Fotografische Medien benutzen die visuelle Sprache der Beschreibung und erleichtern potenziell die Transformation des Banalen in etwas Symbolisches. Die Fragmente blauer Stoffe bei Tarek Al-Ghoussein überwinden ihre Existenz als Abfall im Sand, um zu einem Zuhause und einem Schutzraum zu werden, also zu Synonymen für das, was wir als Identität wahrnehmen. In einer kurzen fotografischen Sequenz kriecht das blaue Material aus dem Inneren der Sanddüne, um zu ihrer Abdeckung zu werden. Im letzten Foto der Folge umhüllt es den Körper der im Zentrum stehenden Figur. Tareks künstliches Blau ist außerhalb der Farbskala der natürlichen Wüste und erscheint als ein Fremdkörper in der Landschaft. Die einfache Sequenz markiert den Prozess, wie die Kultur der Natur anhaftet. Der Künstler gibt kein didaktisches Moralurteil ab. Die Bilder weisen ganz einfach und klug auf das Offensichtliche.
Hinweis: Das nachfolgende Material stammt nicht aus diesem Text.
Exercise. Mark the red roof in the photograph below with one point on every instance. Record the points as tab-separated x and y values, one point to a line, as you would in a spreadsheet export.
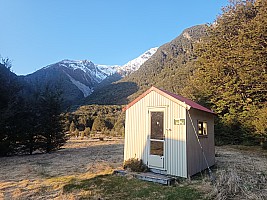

Anas Al-Shaikhs Truppe von "Torhütern" schützt die Landschaft vor den Augen einfältiger Touristen. Die vor einer Mauer Wache stehenden Figuren, so wie in Leonardos figurative Studien, sind anatomisch mit weißen Linien auf der Oberfläche der Fotografien kartographiert. In einer anderen Arbeit navigiert der Betrachter per Mouseklick durch eine interaktive Computeranimation. Das Eingangsportal ist das Bild einer Hand, und wenn man auf die Fingerspitzen klickt, gelangt man in ein Labyrinth von Bildern, Ton und Textbotschaften. Eine besonders interaktive Konstellation ist eine dunkle Landkarte, die uns beim Aktivieren durch Mouseover visuell und per Ton die Namen palästinensischer Städte entgegen schreit. An einer anderen Station steht ganz einfach nur: "kann sein, dass wir außerhalb der Geschichte sind". Von Seite zu Seite wird das Unsichtbare durch aktive und genaue Untersuchung sichtbar.
Mohammed Kazem steht unter einer Vermessungsflagge und betrachtet, wie sich die Landschaft von einem minimalen Wüstenraum zu einer postmodernen Stadt verändert. Jeder Ziegelstein auf dem bloßen Sand schafft einen Kontrast zu dem, was vorher war. Die solitäre Figur wird in dem Maße zu einer Konstruktion in der Landschaft, wie die aufsteigenden Strukturen vor ihr.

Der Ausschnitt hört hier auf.